Tinhorão argumenta que a popularização das chamadas guitarras (as violas simplificadas em Portugal de 1500) foi chave para a transformação da cantilena baseada quase que somente na musicalidade das próprias palavras em canto melódico acompanhado. Eis aí a manifestação por excelência da música brasileira popular urbana, a canção, filha de um processo de democratização do espaço da cidade: a música saía do espaço circunscrito das produções da Igreja e entrava no terreno da experiência coletiva da polis. Seria como mediadora da relação amorosa, mostra o autor, que essa forma, a canção, sentaria raízes na pólis pela primeira vez.
Para os que conhecem a trajetória de Tinhorão e já se acostumaram com suas posições sobre o que é música autenticamente nacional e o que é macaqueamento da cultura estrangeira, este volume traz bastante material: críticas ao “brinquedo musical” de João Gilberto, ataques ao americanismo de Johnny Alf, torpedos contra Realce, de Gilberto Gil, como pausterização de música pop estadunidense, interessante contraposição entre um nissei cantando sertanejo (autêntico, posto que homenageia a colônia japonesa via referência à guarânia paraguaia) e um brasileiro cantando rock (inautêntico, posto que padece a condição de vítima da indústria cultural e do imperialismo).
Essas posições são taxativas linhas divisórias nos debates sobre música brasileira popular contemporâneos e não seria incorreto sugerir que Tinhorão passou a representar o segmento neles minoritário.
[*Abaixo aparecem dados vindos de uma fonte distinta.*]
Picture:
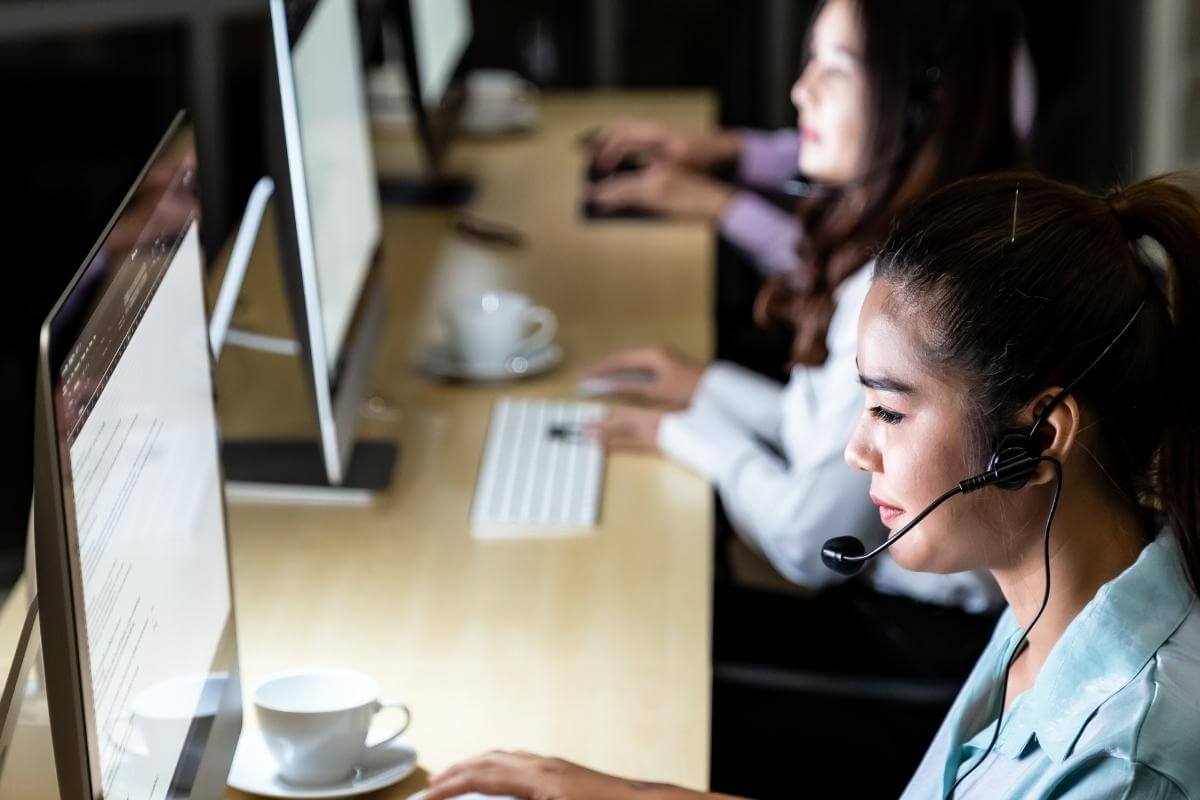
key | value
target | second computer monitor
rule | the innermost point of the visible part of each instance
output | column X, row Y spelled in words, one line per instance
column 329, row 228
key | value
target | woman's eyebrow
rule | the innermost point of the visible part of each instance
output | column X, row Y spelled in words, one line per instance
column 885, row 385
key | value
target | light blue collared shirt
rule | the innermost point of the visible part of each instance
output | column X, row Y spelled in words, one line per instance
column 1114, row 713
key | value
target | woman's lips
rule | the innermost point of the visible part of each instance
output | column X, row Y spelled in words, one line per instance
column 888, row 512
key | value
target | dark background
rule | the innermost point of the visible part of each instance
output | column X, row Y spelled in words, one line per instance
column 85, row 103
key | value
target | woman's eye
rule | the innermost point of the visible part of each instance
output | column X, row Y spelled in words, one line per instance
column 886, row 415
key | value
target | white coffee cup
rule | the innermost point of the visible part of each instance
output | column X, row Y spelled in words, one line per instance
column 489, row 329
column 495, row 88
column 316, row 722
column 162, row 710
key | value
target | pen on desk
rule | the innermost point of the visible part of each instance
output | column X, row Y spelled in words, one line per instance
column 567, row 432
column 489, row 232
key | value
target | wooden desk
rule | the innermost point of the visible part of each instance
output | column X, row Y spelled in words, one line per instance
column 593, row 648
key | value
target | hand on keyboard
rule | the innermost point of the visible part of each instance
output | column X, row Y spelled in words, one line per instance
column 629, row 428
column 654, row 374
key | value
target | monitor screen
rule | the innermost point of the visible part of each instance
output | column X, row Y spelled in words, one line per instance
column 142, row 507
column 339, row 166
column 442, row 29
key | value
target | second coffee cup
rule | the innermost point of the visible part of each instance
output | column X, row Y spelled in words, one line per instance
column 490, row 328
column 316, row 722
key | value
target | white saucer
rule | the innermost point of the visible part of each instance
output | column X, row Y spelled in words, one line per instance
column 517, row 118
column 255, row 771
column 438, row 361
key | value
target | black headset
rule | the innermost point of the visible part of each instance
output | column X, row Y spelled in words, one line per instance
column 1013, row 462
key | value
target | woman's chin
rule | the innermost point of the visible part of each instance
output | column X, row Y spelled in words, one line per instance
column 821, row 172
column 916, row 553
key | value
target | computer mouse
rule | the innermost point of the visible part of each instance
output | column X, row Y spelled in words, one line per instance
column 610, row 382
column 627, row 164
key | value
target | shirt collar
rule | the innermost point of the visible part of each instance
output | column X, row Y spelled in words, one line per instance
column 1099, row 653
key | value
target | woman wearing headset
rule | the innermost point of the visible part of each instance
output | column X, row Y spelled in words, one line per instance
column 897, row 98
column 1019, row 316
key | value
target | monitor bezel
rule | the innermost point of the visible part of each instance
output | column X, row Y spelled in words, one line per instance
column 331, row 389
column 60, row 588
column 436, row 124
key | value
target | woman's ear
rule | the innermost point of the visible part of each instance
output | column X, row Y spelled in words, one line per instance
column 1057, row 433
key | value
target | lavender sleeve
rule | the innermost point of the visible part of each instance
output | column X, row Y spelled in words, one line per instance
column 768, row 234
column 762, row 229
column 768, row 158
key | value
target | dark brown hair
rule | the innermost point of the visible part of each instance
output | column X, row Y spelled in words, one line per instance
column 1012, row 310
column 939, row 77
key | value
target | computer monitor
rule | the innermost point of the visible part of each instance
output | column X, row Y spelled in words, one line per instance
column 329, row 232
column 132, row 555
column 435, row 36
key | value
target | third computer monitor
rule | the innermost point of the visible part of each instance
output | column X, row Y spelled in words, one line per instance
column 329, row 227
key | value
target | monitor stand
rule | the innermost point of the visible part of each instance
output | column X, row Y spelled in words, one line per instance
column 293, row 471
column 439, row 191
column 288, row 470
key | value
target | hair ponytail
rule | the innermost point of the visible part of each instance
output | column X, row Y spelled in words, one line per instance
column 1169, row 215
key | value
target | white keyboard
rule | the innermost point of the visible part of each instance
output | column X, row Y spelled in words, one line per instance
column 539, row 470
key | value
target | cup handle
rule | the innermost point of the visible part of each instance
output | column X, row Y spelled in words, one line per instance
column 547, row 325
column 408, row 717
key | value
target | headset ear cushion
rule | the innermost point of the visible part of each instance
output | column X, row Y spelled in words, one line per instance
column 1014, row 446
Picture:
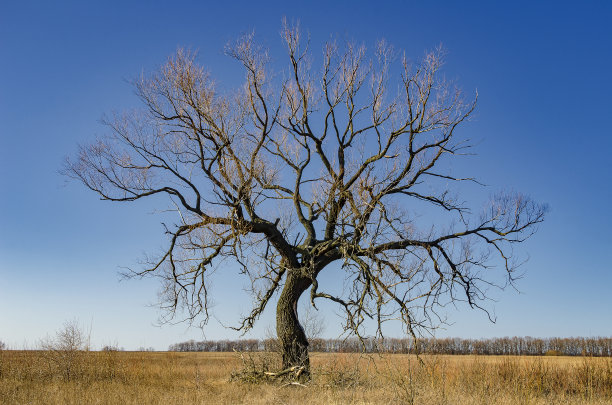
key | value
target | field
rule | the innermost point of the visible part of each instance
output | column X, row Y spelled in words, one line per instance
column 30, row 377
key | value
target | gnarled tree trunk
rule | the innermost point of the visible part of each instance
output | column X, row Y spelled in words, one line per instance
column 291, row 335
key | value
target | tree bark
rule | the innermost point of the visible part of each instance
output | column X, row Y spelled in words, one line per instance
column 290, row 333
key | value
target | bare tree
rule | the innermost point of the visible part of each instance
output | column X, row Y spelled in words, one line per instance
column 300, row 169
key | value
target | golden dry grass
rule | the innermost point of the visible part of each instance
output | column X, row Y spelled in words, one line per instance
column 204, row 378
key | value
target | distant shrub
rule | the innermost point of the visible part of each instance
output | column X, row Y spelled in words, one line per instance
column 64, row 351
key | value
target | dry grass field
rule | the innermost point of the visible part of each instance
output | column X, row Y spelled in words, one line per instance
column 29, row 377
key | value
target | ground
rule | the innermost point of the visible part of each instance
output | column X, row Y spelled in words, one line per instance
column 204, row 378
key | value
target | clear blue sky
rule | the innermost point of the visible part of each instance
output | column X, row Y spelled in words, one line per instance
column 542, row 70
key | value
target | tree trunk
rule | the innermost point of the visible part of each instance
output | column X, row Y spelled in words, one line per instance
column 291, row 335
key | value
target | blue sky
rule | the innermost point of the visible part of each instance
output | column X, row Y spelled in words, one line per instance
column 542, row 126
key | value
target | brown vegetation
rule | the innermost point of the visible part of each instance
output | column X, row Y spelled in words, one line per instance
column 112, row 377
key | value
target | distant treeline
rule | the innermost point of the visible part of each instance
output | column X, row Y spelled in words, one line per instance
column 520, row 346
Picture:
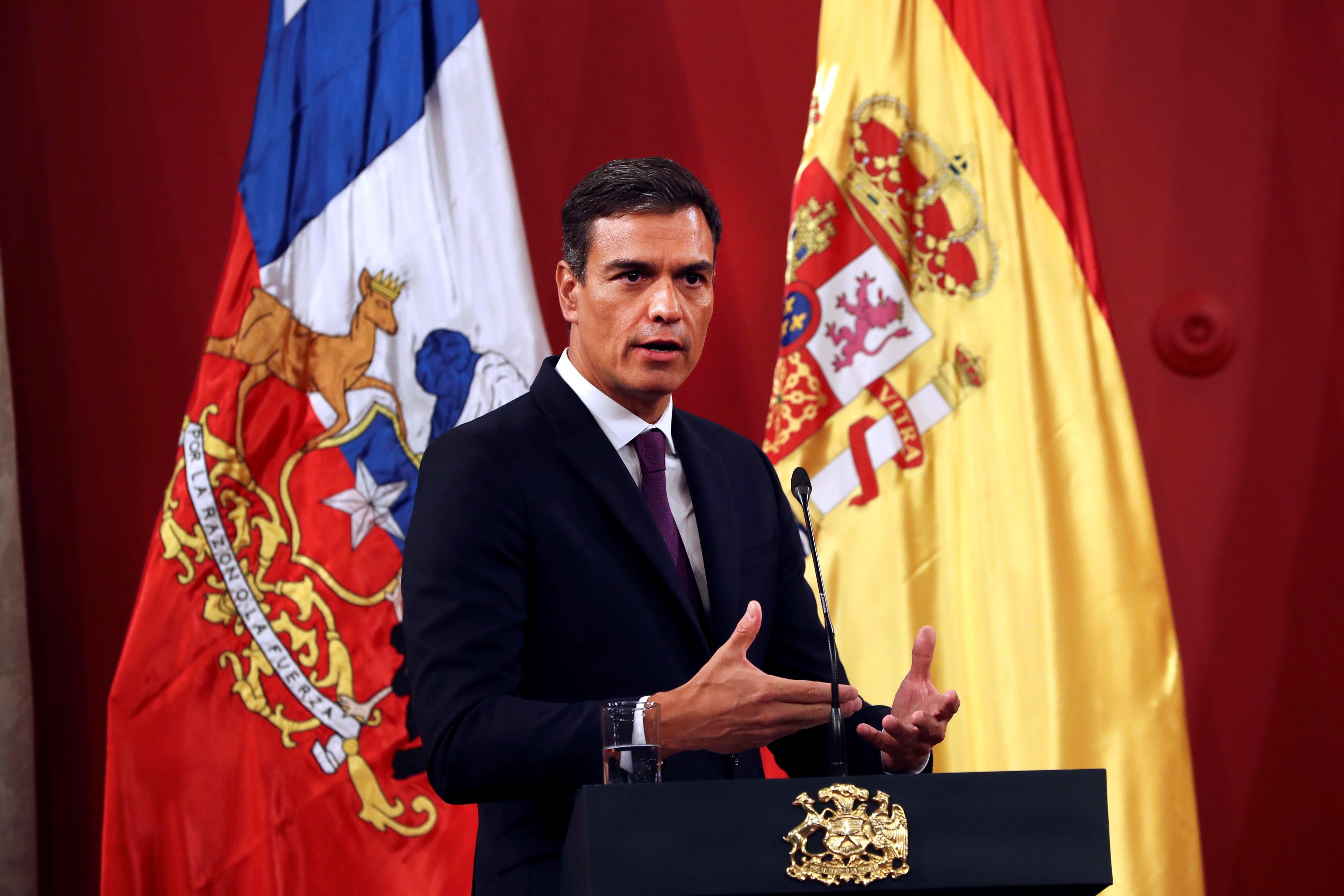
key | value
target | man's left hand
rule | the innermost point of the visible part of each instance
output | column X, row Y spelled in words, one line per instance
column 920, row 715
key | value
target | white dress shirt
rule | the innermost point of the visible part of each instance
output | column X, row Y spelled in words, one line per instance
column 621, row 428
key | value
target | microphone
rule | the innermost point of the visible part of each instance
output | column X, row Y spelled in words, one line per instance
column 802, row 487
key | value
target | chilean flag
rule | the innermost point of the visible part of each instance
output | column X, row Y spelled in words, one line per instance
column 377, row 294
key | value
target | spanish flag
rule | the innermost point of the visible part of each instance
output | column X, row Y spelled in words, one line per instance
column 948, row 377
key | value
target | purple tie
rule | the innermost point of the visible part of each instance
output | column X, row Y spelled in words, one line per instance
column 652, row 449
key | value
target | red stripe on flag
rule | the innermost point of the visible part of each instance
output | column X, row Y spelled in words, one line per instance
column 1013, row 50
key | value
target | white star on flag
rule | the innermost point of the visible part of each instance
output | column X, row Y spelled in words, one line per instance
column 369, row 504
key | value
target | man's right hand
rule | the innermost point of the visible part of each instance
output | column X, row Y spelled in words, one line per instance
column 730, row 706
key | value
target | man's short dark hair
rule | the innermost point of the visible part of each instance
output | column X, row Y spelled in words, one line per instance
column 628, row 186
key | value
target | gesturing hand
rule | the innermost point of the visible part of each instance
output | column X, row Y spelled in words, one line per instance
column 920, row 715
column 730, row 706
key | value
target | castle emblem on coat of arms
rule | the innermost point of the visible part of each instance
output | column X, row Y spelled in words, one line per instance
column 877, row 238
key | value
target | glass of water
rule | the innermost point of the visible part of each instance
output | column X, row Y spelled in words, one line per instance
column 632, row 742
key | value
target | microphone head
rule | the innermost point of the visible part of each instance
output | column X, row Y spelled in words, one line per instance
column 802, row 486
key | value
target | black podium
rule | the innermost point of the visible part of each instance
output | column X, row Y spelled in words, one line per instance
column 1013, row 832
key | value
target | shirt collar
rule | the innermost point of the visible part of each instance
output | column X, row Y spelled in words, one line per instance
column 617, row 424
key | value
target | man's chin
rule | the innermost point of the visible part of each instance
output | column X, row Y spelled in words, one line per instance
column 657, row 378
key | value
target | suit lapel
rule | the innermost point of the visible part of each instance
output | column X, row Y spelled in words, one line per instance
column 588, row 450
column 717, row 522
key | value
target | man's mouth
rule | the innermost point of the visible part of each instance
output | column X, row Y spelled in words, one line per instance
column 660, row 349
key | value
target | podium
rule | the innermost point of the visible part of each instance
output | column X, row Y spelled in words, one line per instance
column 974, row 833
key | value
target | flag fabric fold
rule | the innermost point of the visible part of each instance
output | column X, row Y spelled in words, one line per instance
column 377, row 294
column 948, row 377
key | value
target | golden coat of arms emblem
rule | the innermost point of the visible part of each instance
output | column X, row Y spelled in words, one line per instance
column 862, row 845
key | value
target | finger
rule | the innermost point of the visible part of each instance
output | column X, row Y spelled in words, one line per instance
column 902, row 731
column 921, row 656
column 795, row 691
column 746, row 632
column 880, row 739
column 931, row 730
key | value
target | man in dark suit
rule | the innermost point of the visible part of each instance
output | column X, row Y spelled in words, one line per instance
column 587, row 543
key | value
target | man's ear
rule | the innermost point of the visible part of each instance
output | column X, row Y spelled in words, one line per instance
column 566, row 285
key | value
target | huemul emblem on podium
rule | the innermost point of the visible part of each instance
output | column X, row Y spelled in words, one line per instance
column 862, row 847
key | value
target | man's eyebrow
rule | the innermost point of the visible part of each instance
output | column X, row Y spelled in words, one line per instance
column 628, row 264
column 703, row 266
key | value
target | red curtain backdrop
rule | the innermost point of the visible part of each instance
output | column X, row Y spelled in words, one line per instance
column 1207, row 136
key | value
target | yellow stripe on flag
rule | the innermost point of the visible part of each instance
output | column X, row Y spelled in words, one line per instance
column 1014, row 516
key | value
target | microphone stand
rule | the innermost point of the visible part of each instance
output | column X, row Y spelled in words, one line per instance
column 839, row 762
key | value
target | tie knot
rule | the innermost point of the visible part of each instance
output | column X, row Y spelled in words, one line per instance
column 652, row 449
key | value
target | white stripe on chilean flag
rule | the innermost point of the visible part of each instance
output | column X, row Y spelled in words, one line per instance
column 378, row 144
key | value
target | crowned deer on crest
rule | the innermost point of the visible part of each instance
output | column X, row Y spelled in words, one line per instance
column 272, row 343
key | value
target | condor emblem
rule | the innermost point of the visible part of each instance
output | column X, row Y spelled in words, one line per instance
column 862, row 847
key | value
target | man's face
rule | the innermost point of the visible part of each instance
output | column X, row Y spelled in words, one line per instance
column 638, row 322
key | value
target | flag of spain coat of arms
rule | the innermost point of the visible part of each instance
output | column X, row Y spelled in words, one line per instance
column 377, row 294
column 948, row 377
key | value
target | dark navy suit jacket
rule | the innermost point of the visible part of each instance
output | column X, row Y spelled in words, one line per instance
column 537, row 586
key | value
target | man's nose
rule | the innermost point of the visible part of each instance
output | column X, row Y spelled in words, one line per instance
column 664, row 301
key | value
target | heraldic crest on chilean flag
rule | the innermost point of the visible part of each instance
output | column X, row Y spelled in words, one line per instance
column 377, row 294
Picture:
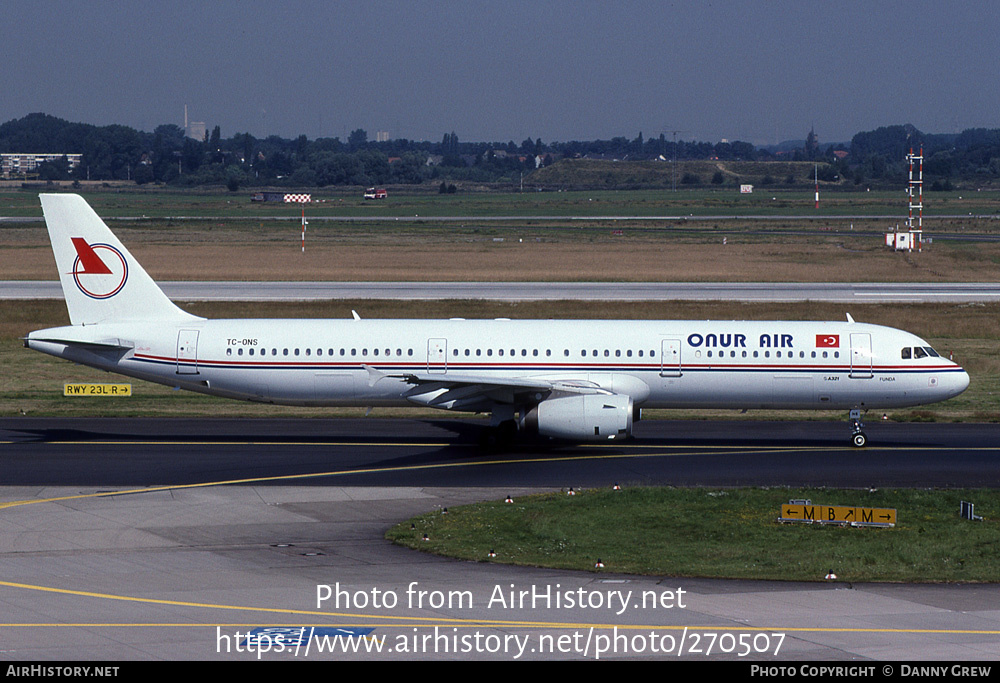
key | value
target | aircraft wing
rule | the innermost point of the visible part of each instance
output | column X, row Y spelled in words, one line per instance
column 480, row 393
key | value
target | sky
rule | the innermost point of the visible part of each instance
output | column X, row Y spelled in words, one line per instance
column 762, row 71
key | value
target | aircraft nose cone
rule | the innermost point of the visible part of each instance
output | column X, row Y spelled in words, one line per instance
column 957, row 383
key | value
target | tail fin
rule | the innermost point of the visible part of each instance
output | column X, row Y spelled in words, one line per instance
column 101, row 280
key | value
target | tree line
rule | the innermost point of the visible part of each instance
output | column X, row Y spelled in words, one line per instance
column 167, row 155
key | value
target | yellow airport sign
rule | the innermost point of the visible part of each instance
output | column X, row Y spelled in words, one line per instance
column 838, row 514
column 97, row 390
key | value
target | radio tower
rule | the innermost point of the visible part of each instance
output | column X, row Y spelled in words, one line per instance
column 816, row 176
column 916, row 188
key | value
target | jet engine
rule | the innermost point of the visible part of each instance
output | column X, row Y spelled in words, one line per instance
column 581, row 417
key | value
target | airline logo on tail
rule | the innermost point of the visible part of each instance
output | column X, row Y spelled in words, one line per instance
column 100, row 270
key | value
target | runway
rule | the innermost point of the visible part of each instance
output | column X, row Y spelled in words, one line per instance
column 843, row 292
column 164, row 539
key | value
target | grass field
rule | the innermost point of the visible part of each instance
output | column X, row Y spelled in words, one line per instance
column 237, row 247
column 730, row 533
column 425, row 201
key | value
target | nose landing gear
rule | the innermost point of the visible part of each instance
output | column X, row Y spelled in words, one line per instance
column 858, row 438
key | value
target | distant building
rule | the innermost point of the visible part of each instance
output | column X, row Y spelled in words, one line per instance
column 21, row 164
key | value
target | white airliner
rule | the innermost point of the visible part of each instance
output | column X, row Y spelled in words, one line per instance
column 570, row 379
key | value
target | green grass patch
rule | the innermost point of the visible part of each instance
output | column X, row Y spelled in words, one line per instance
column 722, row 533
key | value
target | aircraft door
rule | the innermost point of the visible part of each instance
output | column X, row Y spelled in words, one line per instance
column 861, row 356
column 670, row 358
column 187, row 352
column 437, row 356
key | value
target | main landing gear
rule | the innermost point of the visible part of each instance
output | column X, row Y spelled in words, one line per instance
column 858, row 438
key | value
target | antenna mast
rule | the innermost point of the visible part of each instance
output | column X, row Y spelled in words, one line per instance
column 916, row 187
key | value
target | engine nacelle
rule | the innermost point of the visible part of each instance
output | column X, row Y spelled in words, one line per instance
column 582, row 417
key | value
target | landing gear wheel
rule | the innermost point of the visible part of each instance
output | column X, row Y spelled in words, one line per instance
column 500, row 436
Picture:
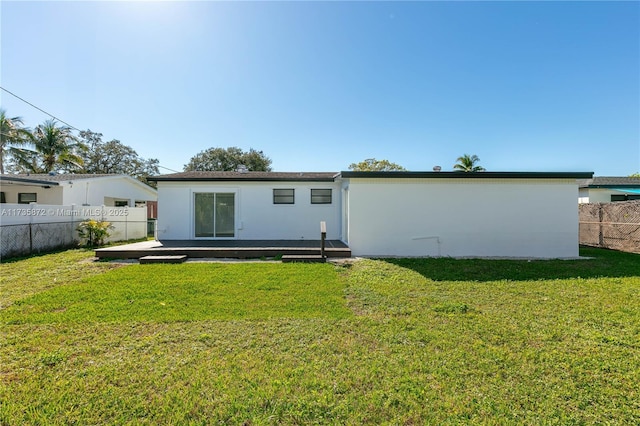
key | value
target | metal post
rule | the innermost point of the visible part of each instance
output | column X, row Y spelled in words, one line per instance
column 323, row 236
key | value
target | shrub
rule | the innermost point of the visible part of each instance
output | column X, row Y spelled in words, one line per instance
column 94, row 231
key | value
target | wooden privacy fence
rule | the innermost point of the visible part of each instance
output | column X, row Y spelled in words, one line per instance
column 611, row 225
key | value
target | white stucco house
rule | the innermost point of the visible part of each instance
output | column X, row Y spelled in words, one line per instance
column 484, row 214
column 608, row 189
column 79, row 189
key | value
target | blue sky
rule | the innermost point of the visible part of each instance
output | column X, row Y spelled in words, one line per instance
column 527, row 86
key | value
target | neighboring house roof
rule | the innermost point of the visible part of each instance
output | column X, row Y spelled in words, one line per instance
column 63, row 177
column 610, row 182
column 247, row 176
column 331, row 176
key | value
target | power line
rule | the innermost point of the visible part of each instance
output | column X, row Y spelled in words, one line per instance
column 62, row 121
column 40, row 109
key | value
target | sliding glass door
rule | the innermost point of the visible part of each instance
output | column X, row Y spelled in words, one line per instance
column 214, row 215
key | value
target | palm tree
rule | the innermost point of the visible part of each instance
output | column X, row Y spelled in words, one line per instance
column 54, row 147
column 468, row 163
column 12, row 135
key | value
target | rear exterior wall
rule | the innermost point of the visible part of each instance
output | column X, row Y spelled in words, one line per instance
column 529, row 218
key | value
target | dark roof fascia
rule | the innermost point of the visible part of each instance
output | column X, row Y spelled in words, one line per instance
column 235, row 179
column 29, row 181
column 469, row 175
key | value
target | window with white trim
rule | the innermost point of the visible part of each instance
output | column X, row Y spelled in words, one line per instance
column 321, row 196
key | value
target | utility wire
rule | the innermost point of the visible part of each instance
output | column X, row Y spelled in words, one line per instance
column 40, row 109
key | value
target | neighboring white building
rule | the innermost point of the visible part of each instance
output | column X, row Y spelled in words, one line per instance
column 603, row 189
column 484, row 214
column 79, row 189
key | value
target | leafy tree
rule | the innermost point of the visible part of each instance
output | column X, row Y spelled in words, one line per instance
column 54, row 148
column 12, row 136
column 220, row 159
column 373, row 165
column 468, row 163
column 115, row 157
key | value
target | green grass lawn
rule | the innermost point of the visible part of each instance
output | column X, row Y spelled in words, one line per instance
column 402, row 341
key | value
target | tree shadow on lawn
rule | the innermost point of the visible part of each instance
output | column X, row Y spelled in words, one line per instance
column 598, row 263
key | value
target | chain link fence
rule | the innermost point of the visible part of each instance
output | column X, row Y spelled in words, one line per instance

Cada volume publicado por ele, mesmo que sem novidades no que se refere a esse antagonismo tão conhecido, renova o que deve ser sempre ressaltado: o fato de que a notável solvência de sua pesquisa permanece, incólume, independente do dogmatismo que se possa apontar em suas dicotomias valorativas.
A extrema qualidade desse trabalho se manifesta em Crítica cheia de graça também no elogio ao disco Cantoria (emblemático, para Tinhorão, da criatividade da arte popular), no estudo dedicado ao cantador pernambucano Oliveira de Panelas (em disco produzido por Zé Ramalho) e no artigo sobre a poesia de Patativa do Assaré.
São momentos cintilantes de jornalismo musical da melhor qualidade, com conhecimento de causa e paixão pelo objeto de estudo.
Esta é a razão pela qual os melhores momentos deste livro sejam aqueles em que Tinhorão deixa seu objeto falar por si: as entrevistas com João da Baiana e Ademar Casé. Em especial o comovente depoimento do velho sambista “de Ogum e de Xangô” já seria suficiente para saudar esta publicação como indispensável para os estudiosos de música brasileira popular. Mas há muito mais e, como dito acima, três ítens são inéditos, dois deles censurados pela ditadura e um terceiro pela própria editoria da revista. Não é o dado menos revelador desta oportuna publicação.